Wool and cotton both have their merits. When sourced correctly, both are biodegradable and renewable, making them a sustainable choice for clothing and homeware. So, which is better? Well, that entirely depends. 

Which should I wear, wool or cotton?

There are many factors to take into consideration before deciding which fibre is best for you. Are you wanting to be warmer, or cooler? Are you dressing for the day or going to bed? 

Hot summer days (and heatwave-clad nights!) call for cotton. The fibres are breathable, so sweat and moisture can be wicked away, making you feel more comfortable and cooler.

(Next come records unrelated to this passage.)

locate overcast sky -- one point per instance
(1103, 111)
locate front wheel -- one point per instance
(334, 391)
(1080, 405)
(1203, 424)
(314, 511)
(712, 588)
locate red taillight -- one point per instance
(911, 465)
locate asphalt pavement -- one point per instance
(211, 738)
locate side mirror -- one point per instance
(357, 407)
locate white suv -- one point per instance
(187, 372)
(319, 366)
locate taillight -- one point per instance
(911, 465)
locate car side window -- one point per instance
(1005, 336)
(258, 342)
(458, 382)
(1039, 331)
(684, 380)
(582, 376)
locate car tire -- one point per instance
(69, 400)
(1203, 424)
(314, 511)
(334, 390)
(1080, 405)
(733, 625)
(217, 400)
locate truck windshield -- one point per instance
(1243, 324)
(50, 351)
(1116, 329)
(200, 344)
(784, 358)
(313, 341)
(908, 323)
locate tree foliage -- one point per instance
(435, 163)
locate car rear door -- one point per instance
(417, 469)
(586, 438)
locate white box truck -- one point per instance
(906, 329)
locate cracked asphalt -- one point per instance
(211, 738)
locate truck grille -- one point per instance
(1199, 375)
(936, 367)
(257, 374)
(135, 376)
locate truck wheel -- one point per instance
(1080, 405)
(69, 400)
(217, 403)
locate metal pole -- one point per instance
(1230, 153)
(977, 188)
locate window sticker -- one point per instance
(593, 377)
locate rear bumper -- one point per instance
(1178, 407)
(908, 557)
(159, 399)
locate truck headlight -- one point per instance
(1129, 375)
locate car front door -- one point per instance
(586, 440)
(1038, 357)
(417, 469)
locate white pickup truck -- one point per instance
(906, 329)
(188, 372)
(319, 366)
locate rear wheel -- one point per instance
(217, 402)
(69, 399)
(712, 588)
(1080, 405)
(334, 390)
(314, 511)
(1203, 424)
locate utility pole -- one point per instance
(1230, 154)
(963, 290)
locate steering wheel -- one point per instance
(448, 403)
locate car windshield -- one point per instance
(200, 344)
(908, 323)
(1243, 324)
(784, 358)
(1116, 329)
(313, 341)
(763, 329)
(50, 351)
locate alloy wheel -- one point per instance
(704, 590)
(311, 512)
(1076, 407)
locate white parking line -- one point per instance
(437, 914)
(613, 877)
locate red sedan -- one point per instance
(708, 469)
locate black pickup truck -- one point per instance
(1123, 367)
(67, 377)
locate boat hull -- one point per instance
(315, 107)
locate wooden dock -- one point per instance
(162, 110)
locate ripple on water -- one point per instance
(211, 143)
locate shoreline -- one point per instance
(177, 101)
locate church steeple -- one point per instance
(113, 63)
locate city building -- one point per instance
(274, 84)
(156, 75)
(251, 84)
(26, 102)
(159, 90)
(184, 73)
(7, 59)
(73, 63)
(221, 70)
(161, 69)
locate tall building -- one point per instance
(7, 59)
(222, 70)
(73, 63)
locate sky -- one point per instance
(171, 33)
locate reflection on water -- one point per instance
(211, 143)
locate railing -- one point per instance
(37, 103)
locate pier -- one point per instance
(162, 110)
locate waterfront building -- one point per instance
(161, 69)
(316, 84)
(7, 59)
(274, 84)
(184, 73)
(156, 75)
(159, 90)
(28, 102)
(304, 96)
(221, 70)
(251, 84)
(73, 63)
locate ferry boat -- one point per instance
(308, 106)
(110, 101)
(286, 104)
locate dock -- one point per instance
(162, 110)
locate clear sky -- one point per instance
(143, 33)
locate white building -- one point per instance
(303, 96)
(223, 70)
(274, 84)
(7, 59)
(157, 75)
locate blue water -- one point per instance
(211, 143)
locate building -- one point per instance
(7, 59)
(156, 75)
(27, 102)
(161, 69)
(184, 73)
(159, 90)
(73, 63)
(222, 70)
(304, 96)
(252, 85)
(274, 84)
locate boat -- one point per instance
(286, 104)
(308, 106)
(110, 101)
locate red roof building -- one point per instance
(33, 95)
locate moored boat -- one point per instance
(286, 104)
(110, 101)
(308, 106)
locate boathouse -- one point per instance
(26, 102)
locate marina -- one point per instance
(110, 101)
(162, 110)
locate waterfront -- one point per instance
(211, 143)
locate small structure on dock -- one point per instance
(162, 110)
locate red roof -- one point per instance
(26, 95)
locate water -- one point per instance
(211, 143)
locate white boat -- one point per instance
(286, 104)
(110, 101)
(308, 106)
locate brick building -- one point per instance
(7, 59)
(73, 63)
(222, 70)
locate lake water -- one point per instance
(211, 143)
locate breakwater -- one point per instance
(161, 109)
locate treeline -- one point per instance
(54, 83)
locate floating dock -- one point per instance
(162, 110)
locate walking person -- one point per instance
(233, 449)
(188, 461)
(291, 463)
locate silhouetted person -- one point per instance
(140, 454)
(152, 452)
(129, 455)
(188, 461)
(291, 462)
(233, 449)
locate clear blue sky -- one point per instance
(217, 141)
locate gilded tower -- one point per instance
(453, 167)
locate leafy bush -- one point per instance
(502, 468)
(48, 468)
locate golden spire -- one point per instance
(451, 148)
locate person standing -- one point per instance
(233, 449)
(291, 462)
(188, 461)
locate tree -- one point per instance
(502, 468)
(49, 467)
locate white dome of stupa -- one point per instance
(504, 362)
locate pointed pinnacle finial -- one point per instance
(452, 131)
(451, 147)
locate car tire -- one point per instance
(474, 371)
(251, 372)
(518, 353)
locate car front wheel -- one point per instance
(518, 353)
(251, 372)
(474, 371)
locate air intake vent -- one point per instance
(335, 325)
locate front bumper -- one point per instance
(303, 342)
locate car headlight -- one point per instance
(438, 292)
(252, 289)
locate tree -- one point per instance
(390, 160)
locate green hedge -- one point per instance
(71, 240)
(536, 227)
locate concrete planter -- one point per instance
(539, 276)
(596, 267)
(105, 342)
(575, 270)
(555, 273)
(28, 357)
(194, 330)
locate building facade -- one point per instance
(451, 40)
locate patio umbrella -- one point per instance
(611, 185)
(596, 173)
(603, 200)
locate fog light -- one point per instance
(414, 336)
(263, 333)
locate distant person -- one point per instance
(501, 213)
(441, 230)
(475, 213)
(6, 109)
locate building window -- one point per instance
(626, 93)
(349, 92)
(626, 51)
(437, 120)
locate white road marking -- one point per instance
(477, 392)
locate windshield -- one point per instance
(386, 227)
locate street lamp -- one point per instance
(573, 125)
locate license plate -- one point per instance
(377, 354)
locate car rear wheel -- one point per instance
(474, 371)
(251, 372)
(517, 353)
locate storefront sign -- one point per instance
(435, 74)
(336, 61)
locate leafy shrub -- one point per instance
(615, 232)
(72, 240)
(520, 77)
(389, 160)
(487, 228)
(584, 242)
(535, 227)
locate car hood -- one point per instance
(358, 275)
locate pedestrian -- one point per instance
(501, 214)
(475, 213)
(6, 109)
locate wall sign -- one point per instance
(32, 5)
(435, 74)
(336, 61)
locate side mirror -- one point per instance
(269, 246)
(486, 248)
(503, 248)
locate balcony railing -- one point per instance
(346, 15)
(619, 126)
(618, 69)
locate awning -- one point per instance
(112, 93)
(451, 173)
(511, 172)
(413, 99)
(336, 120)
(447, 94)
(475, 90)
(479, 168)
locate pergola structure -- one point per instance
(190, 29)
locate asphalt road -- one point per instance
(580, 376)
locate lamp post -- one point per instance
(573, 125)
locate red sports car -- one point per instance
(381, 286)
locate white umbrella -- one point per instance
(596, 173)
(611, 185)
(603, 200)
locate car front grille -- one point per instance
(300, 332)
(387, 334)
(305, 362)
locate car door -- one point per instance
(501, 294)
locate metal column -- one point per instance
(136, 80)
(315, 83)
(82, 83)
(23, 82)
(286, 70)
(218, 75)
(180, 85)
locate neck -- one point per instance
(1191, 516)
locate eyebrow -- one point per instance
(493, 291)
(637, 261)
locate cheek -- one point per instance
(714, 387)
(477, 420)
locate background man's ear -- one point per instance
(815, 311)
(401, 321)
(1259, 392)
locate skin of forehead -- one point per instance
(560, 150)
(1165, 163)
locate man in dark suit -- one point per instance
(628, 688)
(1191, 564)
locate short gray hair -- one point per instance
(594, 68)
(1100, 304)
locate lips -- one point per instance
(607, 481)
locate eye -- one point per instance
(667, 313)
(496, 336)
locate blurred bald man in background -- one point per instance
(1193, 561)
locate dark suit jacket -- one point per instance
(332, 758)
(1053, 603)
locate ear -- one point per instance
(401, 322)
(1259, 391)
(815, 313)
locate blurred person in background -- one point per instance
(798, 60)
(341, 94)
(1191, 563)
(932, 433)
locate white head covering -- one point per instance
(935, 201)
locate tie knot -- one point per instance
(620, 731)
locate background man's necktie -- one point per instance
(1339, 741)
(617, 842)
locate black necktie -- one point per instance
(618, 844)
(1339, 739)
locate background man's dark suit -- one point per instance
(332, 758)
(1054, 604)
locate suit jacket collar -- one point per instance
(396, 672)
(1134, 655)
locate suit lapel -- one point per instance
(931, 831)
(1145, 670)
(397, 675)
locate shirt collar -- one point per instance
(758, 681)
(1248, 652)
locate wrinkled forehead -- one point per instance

Cotton pyjamas are must-have nightwear as they can be worn year-round thanks to the thinner, more porous weave.

Wool is a winter staple. We associate woollen garments and blankets with wrapping up warm in the colder months. Blankets, socks and accessories (think hats and scarves!) are better when made from wool.

Again, wool’s natural fibres are also breathable and moisture-wicking - just like cotton- but tends to provide more insulation than its counterpart. 

Is wool warmer than cotton?

Wool itself is a thicker and heavier material than cotton and has temperature-regulating properties.

Thanks to little pockets of air in wool, it traps heat and keeps you warm when it’s cool out. 

However, like cotton, wool also has moisture-wicking abilities that can remove water (or sweat, if it’s a hot day) and make a woollen blanket, scarf, or hat less stuffy. 

What is the difference between cotton and wool?

Both fibres share many similarities but have a few key differences. Cotton is grown from cotton plants, whereas wool is sheared from the fleece of a sheep. 

Cotton is better at withstanding higher temperatures and is more absorbent than wool, making it a great choice for clothing like t-shirts and cotton pyjamas. Think lightness, softness, and smooth fibres for optimal comfort.

Cotton can also be washed more easily than wool as it retains its shape when popped in the washing machine or dryer. Wool fabrics tend to shrink when exposed to really hot temperatures, especially when wet. 

Wool is the more durable of the two fibres and can be spun up to 20,000 times before strands break (cotton breaks at around 3,000 bends). Both fabrics are breathable, but wool offers superior comfort during damp and colder weather. Wool is also stain and odour resistant, so any spills can be cleaned quickly and aren’t likely to linger. 

Is cotton sustainable?

As with anything, it’s all in the sourcing. Choosing to buy items made from recycled cotton or organic is better for the planet and its people than buying mass-produced cotton. Organic cotton is also grown without any harmful pesticides, making it better for you, too! 

Where cotton is supplied from is also a factor in how sustainable it is – do your favourite brands work with fair trade cotton suppliers? Are they FSC certified? Research is key when choosing the best fabric for you.

Cotton is renewable and biodegradable, making it an eco-friendly choice compared to synthetics and man-made materials.